Когда пришел товарищ Коннов, я познакомил его представителями Донбасса двумя рабочими и инженером, пригласил всех в столовую, познакомил там «повариху» — мою жену — с гостями, предложил ей зачислить их на довольствие, включая 100 граммов «жидкого топлива».
За завтраком гости рассказали о положении в Донбассе, об энергии, с какой советские люди взялись за восстановление разрушенного, несмотря на скудный продовольственный паек и недостачу самого необходимого. Несмотря на то что у рабочих не было красноречия, мы глубоко почувствовали горе Донбасса, так они своими простыми словами затронули наши сердца.
На мой вопрос: «Какой нам нужен лес?» — одновременно ответили все трое:
— Какой угодно, лишь был бы толщиной двадцать сантиметров и больше.
Дело было такое для них важное, что мне показалось, будто делегация в три человека очень уж мала, и я спросил:
— Что же вы приехали втроем?
Но они поняли меня иначе: что их делегация слишком велика. Они переглянулись между собой, как бы спрашивая один другого, кто будет отвечать на этот вопрос. Самый старший из них ответил:
— Мы слезы уже выплакали. Думали, что у одного не хватит слез, чтобы упросить вас помочь нам, вот мы и приехали не один, не два, а втроем.
Этот трогательный ответ нас сильно взволновал. В шутку, но сквозь слезы я сказал:
— Да, неважного вы о нас мнения, — и, обращаясь уже к члену Военного совета, спросил: — Ну, как вы думаете, Иван Прокофьевич, поможем шахтерам?
— Да, помочь бы надо. Но вот беда: категорически запрещено вывозить лес.
Об этом запрете я не знал и слышал в первый раз. Новость меня сильно озадачила. На лицах наших гостей было видно отчаяние. Какое-то время мы чувствовали себя, как на похоронах, и все молчали.

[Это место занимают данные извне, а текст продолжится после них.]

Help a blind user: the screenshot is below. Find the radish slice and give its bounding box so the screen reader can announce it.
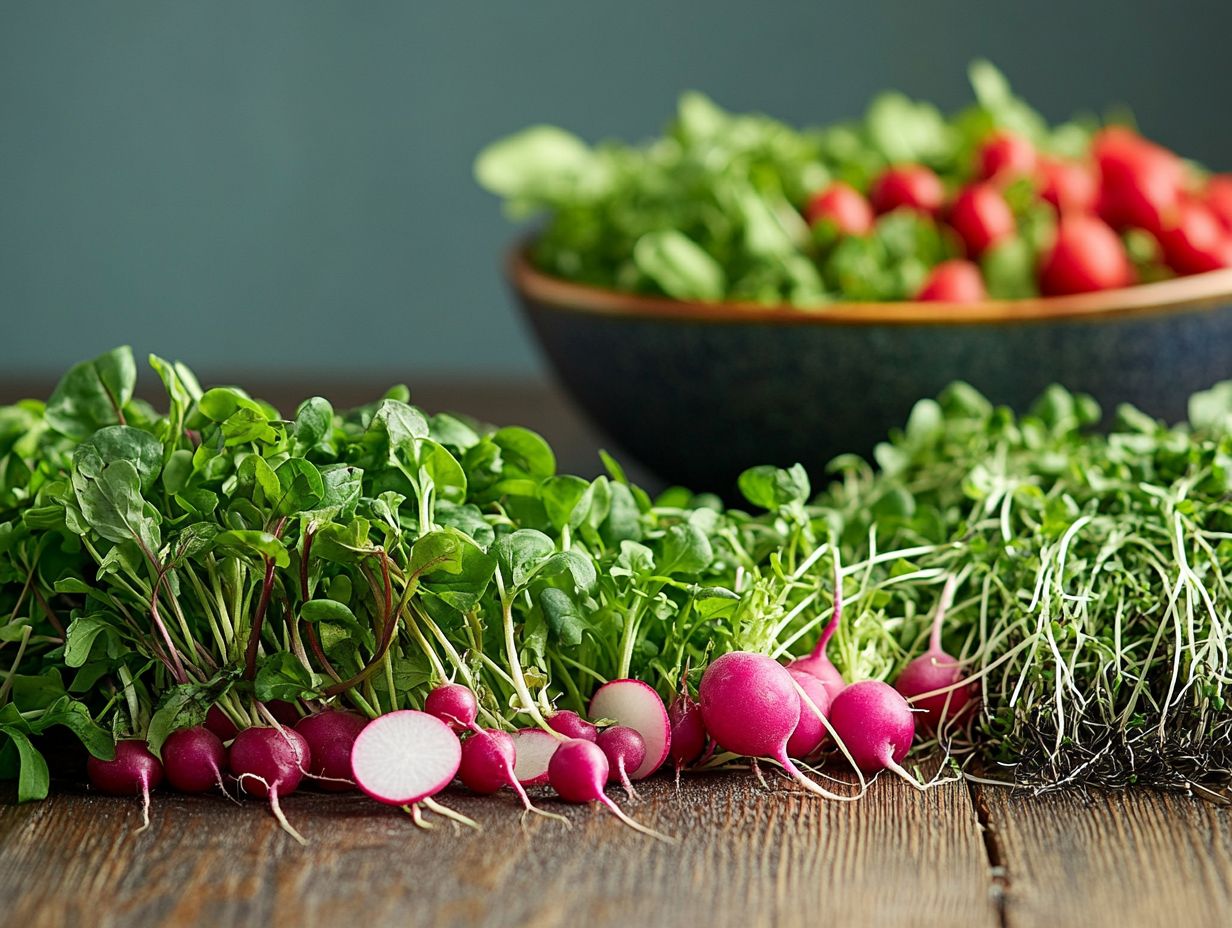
[509,728,560,786]
[588,679,671,779]
[350,710,461,806]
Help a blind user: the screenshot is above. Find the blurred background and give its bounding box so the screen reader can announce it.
[2,0,1229,383]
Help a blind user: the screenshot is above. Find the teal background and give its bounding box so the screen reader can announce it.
[2,1,1229,380]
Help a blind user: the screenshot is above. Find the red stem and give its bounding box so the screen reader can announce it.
[812,557,843,659]
[242,518,287,680]
[322,550,396,698]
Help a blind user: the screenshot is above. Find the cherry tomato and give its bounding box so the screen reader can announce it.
[948,183,1016,257]
[804,182,874,236]
[1156,199,1232,275]
[1036,157,1098,214]
[916,260,987,302]
[1039,214,1135,295]
[978,131,1036,184]
[869,165,944,216]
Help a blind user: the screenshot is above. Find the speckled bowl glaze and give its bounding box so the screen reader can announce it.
[510,247,1232,491]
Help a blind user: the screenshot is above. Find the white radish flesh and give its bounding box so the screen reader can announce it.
[508,727,560,786]
[350,710,461,806]
[588,679,671,779]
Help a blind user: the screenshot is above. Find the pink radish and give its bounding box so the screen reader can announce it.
[588,679,670,779]
[894,577,975,730]
[785,668,831,759]
[350,710,461,806]
[424,683,480,733]
[786,562,846,700]
[547,709,598,741]
[162,727,227,794]
[87,739,164,830]
[596,726,646,801]
[667,689,707,781]
[547,738,673,842]
[228,726,312,843]
[458,728,568,822]
[295,709,367,791]
[827,680,918,785]
[509,728,560,786]
[205,705,239,742]
[699,651,848,800]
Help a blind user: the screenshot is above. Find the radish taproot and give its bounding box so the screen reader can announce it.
[424,683,481,733]
[509,727,560,786]
[827,680,919,786]
[87,739,164,831]
[162,727,227,795]
[350,710,461,807]
[229,726,312,843]
[596,726,646,801]
[295,710,367,791]
[588,679,670,780]
[894,577,976,730]
[547,709,598,742]
[548,738,673,842]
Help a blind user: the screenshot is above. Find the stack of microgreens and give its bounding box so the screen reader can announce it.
[2,347,1231,805]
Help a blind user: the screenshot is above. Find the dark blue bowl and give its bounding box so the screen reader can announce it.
[510,247,1232,491]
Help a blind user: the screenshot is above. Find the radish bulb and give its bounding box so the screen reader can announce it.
[547,739,673,843]
[87,739,164,831]
[458,728,567,823]
[587,679,671,779]
[667,687,707,785]
[596,726,647,801]
[827,680,920,788]
[547,709,598,742]
[894,576,975,731]
[424,683,482,734]
[228,726,312,844]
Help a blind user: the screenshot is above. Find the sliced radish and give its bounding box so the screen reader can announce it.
[350,710,461,806]
[588,679,671,779]
[509,728,560,786]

Я в это время думал: «Что же делать? Нарушить запрет — дело слишком плохое. Отказать шахтерам в их просьбе — тоже нехорошо». Я вспомнил, сколько вырублено у нас леса за войну, а здесь у меня перед главами были большие массивы спелого леса.
Обращаясь к члену Военного совета, я сказал:
— Иван Прокофьевич! Дело это необычное. Давай решим так: будем считать, что ты мне ничего не говорил об этом постановления, а я о нем не знаю. Лес мы срубим и отправим возвращающимся порожняком в Донбасс под видом, будто собираемся строить оборонительные рубежи в нашем тылу. На железной дороге никто на этот груз не обратит внимания, и лес благополучно дойдет до назначению. А если уж что и случится, всю вину я возьму на себя.

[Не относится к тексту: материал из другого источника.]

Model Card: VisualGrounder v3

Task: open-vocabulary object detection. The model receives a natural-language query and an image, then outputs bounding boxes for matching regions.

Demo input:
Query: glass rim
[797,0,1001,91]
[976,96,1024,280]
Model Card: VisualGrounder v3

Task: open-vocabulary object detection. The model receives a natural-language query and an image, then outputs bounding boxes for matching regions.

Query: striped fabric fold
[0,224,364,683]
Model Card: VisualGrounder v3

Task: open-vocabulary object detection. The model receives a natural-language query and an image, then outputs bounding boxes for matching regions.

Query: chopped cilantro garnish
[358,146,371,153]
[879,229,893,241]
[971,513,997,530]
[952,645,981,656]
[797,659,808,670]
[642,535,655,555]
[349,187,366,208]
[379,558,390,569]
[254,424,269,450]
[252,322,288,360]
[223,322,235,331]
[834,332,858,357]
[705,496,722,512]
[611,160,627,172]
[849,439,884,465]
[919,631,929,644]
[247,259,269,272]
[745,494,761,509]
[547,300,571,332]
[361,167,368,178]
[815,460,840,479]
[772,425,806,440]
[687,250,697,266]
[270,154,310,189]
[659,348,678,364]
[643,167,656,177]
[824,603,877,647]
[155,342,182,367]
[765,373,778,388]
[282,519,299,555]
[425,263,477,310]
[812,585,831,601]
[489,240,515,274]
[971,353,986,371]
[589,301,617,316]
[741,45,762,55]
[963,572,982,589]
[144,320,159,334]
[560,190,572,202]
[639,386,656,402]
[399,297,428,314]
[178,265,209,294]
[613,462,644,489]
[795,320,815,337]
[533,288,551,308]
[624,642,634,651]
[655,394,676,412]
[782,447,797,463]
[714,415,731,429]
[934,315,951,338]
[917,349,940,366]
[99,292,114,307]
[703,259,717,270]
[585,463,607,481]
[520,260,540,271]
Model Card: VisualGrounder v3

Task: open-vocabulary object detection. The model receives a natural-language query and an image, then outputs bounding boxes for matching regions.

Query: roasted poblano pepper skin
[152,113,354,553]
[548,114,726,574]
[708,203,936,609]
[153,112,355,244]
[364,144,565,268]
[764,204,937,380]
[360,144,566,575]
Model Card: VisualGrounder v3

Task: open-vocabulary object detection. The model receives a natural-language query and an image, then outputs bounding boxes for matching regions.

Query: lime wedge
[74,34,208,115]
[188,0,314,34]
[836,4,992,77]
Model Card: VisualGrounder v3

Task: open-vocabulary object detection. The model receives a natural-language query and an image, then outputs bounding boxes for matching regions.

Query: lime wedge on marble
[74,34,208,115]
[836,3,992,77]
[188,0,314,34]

Коннов ничего на это не сказал, но еле заметно кивнул головой.
В короткий срок мы свалили необходимый лес, что был ближе к железной дороге. Погрузку производили главным образом между полустанками и разъездами. Только успели отправить около пятидесяти тысяч кубометров, как наступил час расплаты.
Мне доложили о прибытии другой «делегации» — но уже из Москвы. Трудно сказать, каким путем узнали там, — должно быть, через Военный совет фронта.
Прибывших из Москвы было тоже три человека. В штабе армии боязливым шепотом передавалась весть, что они явились по вопросу о лесе от самого Сталина.
Настало время уединиться с гостями и исповедоваться перед ними, как я дошел до жизни такой, что нарушил постановление правительства.
Перед началом объяснения я на какое-то мгновение подумал: бывает ведь и ложь во спасение. Но на ложь я не пошел.
Наша интимная беседа длилась четыре часа, я рассказал все начистоту, как было, начиная с полученного офицером письма. Рассказал о прибытии делегации. Сказал и о том, что генерал Коннов меня предупреждал, а я решил помочь шахтерам на свою ответственность. (Умолчал, конечно, лишь о кивке Коннова.)
Отвечая на вопросы, пришлось рассказывать всю мою биографию с детства — и о пребывании на Колыме, и об обвинении меня во всех страшных грехах тоже.